Civil War Battles and Battlefields will feature travel narratives of my frequent visits to historic sites and my thoughts on recent readings in Civil War history and historiography. I live in central Maryland, an ideal location for a Civil War buff. Gettysburg, Antietam, Harper’s Ferry, South Mountain, and Monocacy are all within an hour’s drive, and most of the Virginia battlefields are within easy day trip range.

I hope to convey some of my enthusiasm for these places, to give those who cannot visit these sites as often as I do a chance to experience the excitement of walking in the footsteps of the men who fought in these places over a century ago.

I will include photos and maps occasionally to enhance the sense of place in my travel pieces. In my opinion, the best site for photos of Civil War sites on the net is If you have not seen this site before, you are in for a real treat. So I won’t be posting virtual tours; rather, I hope to create specific impressions.

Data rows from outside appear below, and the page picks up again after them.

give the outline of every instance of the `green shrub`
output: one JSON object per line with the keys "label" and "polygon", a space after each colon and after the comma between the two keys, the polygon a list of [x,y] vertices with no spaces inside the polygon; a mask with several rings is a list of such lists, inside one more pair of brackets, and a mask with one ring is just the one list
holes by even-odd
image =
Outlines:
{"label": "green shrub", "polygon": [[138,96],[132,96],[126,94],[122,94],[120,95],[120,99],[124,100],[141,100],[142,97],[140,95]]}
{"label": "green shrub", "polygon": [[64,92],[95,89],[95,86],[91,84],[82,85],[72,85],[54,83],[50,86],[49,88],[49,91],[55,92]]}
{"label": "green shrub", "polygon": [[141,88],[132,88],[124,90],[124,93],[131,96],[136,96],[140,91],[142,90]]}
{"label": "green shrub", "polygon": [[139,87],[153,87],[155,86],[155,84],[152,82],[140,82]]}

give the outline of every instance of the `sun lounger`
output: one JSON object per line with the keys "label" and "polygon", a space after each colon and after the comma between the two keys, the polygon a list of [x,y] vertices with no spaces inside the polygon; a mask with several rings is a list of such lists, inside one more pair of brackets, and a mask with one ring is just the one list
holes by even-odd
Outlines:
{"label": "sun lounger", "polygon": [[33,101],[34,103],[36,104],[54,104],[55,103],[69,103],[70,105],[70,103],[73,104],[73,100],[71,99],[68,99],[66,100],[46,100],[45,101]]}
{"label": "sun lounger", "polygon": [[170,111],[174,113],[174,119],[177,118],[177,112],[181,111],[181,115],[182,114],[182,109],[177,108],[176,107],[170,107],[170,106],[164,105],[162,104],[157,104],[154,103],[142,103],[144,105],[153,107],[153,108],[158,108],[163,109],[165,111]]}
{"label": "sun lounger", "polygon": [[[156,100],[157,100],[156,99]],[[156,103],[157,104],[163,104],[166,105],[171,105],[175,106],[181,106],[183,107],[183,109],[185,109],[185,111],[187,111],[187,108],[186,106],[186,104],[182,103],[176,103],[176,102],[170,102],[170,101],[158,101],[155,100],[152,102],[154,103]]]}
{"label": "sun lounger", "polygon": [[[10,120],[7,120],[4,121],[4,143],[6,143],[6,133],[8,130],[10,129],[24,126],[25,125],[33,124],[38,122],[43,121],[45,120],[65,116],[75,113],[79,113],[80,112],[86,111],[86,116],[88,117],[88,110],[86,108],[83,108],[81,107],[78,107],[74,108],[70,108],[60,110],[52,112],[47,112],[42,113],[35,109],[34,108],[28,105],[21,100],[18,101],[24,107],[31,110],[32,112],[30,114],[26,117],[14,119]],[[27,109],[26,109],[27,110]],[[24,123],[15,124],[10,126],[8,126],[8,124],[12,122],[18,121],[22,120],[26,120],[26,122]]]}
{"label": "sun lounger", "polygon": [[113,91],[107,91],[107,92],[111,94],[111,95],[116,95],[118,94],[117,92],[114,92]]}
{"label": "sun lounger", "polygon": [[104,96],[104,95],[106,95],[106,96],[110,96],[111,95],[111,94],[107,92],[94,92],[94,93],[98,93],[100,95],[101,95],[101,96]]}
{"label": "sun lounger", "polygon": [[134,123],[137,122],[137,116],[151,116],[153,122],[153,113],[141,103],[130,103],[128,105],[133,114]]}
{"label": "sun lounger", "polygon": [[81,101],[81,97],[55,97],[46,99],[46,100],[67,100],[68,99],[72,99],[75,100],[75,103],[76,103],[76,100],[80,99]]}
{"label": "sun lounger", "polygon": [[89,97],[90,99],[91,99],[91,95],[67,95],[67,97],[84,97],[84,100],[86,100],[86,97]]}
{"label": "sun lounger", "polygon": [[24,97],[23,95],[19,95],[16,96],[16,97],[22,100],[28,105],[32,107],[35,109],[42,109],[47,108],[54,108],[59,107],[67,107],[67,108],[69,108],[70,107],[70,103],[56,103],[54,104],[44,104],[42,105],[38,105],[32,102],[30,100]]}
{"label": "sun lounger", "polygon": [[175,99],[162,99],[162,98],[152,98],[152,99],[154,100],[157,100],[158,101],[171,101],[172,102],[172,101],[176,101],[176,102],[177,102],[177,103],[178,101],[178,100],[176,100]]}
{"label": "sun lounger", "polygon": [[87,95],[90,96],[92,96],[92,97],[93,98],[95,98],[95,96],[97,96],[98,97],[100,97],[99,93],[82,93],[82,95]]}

More often than not, my posts will focus on a narrow aspect of a particular battle. Generalists will find books and magazines more useful, perhaps. Occasionally, I may cover living history events, museums, preservation issues, or interesting Civil War sites on the net. I plan to post once per week during Spring and Summer, and semi-monthly during the colder months. Posts will average 500 words or less.

The first series of posts will narrate my recent explorations of Antietam Battlefield’s Final Attack Trail, where A.P. Hill’s Light Division pitched into the flank of Burnside’s IX Corps, snatching away the last, and possibly best, chance for a decisive Federal victory at Antietam.
Enjoy Civil War Battles and Battlefields. I welcome your comments, questions, and criticisms.